The total variation according to Rudin is defined as: $$|\mu|(E):=\sup_{\bigcup_{k\in\mathbb{N}}E_k=E}\sum_k|\mu(E_k)|$$ where the supremum is taken over all countable partitions.
Now I'm reading in my notes the slightly different definition: $$|\mu|(E):=\sup_{\bigcup_{k=1}^N E_k=E}\sum_k|\mu(E_k)|$$ here instead explicitely only considering finite partitions.
I distrust this definition also since it refers for proofs to Rudin but I'm stuck finding a counterexample giving merely a finitely additive total variation. Is there some example?
The definitions are equivalent. Indeed, take a countable partition $E=\bigcup E_k$. By unconditional convergence both the series and its absolute converge.

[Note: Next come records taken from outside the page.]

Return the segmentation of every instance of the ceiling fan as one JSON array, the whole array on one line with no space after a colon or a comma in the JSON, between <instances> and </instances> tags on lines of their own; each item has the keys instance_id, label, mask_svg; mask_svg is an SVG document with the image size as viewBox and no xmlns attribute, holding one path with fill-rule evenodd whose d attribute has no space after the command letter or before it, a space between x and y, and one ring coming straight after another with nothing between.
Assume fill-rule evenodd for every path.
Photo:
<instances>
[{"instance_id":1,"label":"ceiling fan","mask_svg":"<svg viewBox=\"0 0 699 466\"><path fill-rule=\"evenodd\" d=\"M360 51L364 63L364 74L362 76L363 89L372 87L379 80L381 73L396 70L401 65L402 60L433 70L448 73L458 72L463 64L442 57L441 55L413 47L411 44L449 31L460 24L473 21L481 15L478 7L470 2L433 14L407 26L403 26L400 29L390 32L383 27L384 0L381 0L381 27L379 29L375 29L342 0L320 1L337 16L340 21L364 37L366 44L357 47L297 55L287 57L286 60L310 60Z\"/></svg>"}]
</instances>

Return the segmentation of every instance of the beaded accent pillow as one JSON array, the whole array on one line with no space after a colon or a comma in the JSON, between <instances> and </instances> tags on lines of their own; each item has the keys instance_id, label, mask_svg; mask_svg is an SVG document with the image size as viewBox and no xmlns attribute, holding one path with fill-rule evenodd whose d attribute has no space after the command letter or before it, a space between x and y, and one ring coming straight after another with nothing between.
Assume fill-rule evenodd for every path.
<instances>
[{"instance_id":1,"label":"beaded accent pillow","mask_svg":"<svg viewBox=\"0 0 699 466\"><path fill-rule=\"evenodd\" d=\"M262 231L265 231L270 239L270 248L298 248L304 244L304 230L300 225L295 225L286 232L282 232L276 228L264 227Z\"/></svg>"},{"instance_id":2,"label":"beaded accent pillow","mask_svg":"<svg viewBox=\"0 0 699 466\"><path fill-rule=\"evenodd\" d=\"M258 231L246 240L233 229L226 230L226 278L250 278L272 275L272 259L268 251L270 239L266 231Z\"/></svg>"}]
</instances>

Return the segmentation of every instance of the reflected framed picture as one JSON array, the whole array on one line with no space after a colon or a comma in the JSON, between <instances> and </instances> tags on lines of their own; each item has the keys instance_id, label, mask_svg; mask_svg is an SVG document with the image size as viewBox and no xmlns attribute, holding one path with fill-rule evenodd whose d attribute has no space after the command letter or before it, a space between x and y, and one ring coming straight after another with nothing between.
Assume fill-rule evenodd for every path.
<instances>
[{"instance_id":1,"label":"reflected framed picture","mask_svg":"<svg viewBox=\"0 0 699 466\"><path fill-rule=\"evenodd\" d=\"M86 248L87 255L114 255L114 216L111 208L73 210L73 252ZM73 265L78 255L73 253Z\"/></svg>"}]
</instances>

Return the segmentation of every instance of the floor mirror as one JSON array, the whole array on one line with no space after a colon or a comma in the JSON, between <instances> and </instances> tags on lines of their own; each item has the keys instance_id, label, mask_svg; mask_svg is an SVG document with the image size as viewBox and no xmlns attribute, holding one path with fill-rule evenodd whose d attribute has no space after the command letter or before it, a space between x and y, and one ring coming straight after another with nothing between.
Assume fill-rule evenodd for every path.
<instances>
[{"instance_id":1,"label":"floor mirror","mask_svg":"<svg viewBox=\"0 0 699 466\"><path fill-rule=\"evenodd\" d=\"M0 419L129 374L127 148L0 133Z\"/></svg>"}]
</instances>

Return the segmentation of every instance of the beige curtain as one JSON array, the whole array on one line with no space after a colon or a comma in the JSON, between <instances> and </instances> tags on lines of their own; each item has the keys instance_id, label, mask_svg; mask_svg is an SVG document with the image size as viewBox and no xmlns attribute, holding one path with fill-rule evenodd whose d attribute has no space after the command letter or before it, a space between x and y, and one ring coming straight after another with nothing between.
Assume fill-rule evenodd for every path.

Thus for every $\epsilon>0$ there is $N$ such that: $$\|\sum_k|\mu(E_k)|-\sum_{k\leq N}|\mu(E_k)|||<\frac{\epsilon}{2}$$ whereas since the measure is countably additive there is $N'$ such that: $$\|\mu(\bigcup_{k>N}E_k)\|=\|\mu(\bigcup_k E_k)-\mu(\bigcup_{k\leq N}E_k)\|=\|\sum_k\mu(E_k)-\sum_{k\leq N}\mu(E_k)\|<\frac{\epsilon}{2}$$ Taking both together this implies that the finite partition $E_1,\ldots,E_{N_0},\bigcup_{k>N_0}E_k$ with $N_0:=\max\{N,N'\}$ gets arbitrarily close: $$\|\sum_k|\mu(E_k)|-\sum_{k\leq N}|\mu(E_k)|-|\mu(\bigcup_{k>N}E_k)|\|<\frac{\epsilon}{2}+\frac{\epsilon}{2}=\epsilon$$ This shows the desired inequality: $$\sup_{\bigcup_{k\in\mathbb{N}} E_k=E}\sum_k |\mu(E_k)|\leq\sup_{\bigcup_{k=1}^N E_k=E}\sum_k |\mu(E_k)|$$ The reverse inequality is either vacuous if "countable" includes "finite", or easy since every finite partition can be made countably infinite by letting $E_k=\varnothing$ for all large $k$.